When he returned as a full time law professor in 1986, he was named Director of the Institute of International and Comparative Law and has, since that time, served in that capacity to administer the overseas programs (now in 12 countries), and oversee the Visiting Scholar program for foreign judges, professors and lawyers. He also administers the international law certificate program and is the named Director of the proposed LL.M. program in U.S. Law.
In 1985 he was named the Owens Lawyer of the Year, the only person to win that award without having graduated from Santa Clara University. In 1994, he was elected Faculty University Professor by the Faculty Senate and in 1996 he was named to the first endowed chair in the law school's history.
Professor Alexander has published 13 books including "Honesty and Competition" about false advertising regulation, "The Aged and the Need for Surrogate Management" (with Professor Lewin), "Writing a Living Will: Using a Durable Power of Attorney, International Perspectives on Aging,"and "Commercial Torts" many book chapters as well as over fifty articles in refereed scholarly journals in the United States and abroad.

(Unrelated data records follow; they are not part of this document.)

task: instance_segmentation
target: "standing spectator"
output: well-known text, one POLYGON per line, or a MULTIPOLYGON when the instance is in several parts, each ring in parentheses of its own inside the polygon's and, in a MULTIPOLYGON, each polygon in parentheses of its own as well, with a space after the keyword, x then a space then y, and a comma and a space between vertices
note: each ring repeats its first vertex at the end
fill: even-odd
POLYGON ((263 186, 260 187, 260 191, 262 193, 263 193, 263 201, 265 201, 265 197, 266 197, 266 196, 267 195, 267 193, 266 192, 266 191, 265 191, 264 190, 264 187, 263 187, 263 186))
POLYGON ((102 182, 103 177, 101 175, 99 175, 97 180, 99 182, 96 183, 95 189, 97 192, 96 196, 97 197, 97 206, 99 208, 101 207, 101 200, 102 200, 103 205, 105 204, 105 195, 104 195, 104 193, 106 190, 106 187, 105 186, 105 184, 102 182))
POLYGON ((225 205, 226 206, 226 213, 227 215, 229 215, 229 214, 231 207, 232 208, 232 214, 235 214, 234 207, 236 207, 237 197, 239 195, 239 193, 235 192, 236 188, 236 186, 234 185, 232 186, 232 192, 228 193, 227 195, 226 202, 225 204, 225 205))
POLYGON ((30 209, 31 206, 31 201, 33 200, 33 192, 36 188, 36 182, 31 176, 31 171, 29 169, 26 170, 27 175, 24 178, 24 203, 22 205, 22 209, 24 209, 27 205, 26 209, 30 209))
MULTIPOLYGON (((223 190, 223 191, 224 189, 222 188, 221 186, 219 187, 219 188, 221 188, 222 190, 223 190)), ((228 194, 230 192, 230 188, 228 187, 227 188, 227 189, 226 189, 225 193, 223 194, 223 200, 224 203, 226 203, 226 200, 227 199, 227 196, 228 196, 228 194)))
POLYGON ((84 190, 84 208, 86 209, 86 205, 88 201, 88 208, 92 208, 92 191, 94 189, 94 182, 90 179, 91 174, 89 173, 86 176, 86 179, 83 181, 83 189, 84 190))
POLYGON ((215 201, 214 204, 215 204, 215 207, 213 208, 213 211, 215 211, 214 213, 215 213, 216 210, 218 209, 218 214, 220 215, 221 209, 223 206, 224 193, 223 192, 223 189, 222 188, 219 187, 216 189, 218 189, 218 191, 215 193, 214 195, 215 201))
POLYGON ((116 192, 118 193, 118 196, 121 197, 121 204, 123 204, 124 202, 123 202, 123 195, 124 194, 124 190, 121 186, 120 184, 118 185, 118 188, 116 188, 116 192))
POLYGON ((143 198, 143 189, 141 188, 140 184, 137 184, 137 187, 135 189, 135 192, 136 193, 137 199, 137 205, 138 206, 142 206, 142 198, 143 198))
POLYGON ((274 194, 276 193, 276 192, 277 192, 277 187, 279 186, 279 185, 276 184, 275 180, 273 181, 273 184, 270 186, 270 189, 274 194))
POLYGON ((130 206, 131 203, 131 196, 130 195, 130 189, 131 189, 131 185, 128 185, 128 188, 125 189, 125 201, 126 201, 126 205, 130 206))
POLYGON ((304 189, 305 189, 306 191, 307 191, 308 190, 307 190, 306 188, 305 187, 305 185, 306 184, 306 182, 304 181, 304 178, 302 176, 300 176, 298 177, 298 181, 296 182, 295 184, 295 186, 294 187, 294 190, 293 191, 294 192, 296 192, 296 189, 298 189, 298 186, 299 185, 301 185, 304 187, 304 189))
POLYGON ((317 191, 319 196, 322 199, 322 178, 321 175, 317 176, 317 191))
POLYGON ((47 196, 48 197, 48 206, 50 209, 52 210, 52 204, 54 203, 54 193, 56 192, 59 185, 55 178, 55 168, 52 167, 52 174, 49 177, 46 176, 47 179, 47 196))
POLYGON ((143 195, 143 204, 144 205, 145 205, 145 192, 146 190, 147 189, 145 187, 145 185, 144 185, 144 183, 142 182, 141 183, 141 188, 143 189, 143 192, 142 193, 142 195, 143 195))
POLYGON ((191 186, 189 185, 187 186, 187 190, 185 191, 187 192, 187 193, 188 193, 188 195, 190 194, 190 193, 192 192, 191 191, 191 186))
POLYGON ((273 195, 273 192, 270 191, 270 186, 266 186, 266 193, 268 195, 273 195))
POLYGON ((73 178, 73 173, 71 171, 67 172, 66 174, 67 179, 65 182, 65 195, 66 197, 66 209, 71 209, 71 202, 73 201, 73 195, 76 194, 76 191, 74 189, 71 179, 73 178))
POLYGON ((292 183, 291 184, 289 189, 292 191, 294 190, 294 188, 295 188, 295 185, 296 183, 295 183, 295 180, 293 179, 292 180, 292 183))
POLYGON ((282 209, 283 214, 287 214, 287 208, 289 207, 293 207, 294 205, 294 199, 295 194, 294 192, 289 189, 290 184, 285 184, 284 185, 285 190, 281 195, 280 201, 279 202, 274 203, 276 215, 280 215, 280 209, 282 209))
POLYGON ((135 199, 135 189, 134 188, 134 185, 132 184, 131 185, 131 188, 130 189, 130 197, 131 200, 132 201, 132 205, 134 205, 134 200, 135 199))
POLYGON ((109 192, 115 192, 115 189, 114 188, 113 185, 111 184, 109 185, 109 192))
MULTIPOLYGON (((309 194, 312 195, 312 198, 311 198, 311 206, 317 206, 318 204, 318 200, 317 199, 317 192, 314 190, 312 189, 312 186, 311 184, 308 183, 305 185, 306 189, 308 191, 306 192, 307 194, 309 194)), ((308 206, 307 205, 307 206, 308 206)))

Professor Alexander has served as a consultant to the Comptroller General of the United States continuously since 1976. He was President of the Society of American Law Teachers and continues on its board of directors. This year he is President of the Santa Clara University Faculty Senate. While his other extracurricular activities have involved a wide range of legal concerns, he has been particularly active in manners of elderlaw. He served as Vice Chair of the A.B.A. Committee on Legal Problems of the Elderly, the chair of the Family Law Committee Section's Committee on Law and Aging and as the first chair of the California Bar Associations committee on Legal Problems of the Elderly. He was also an organizer and Chair of the A.A.L.S. Section on Law and Aging.
He teaches antitrust, constitutional law and law & psychiatry and professess to understand how each closely relates to the other two. His office can usually be located by the continuous sound of classical music or opera. He is married to one of his law classmates and has a lawyer daughter, a software engineer son and two grandchildren.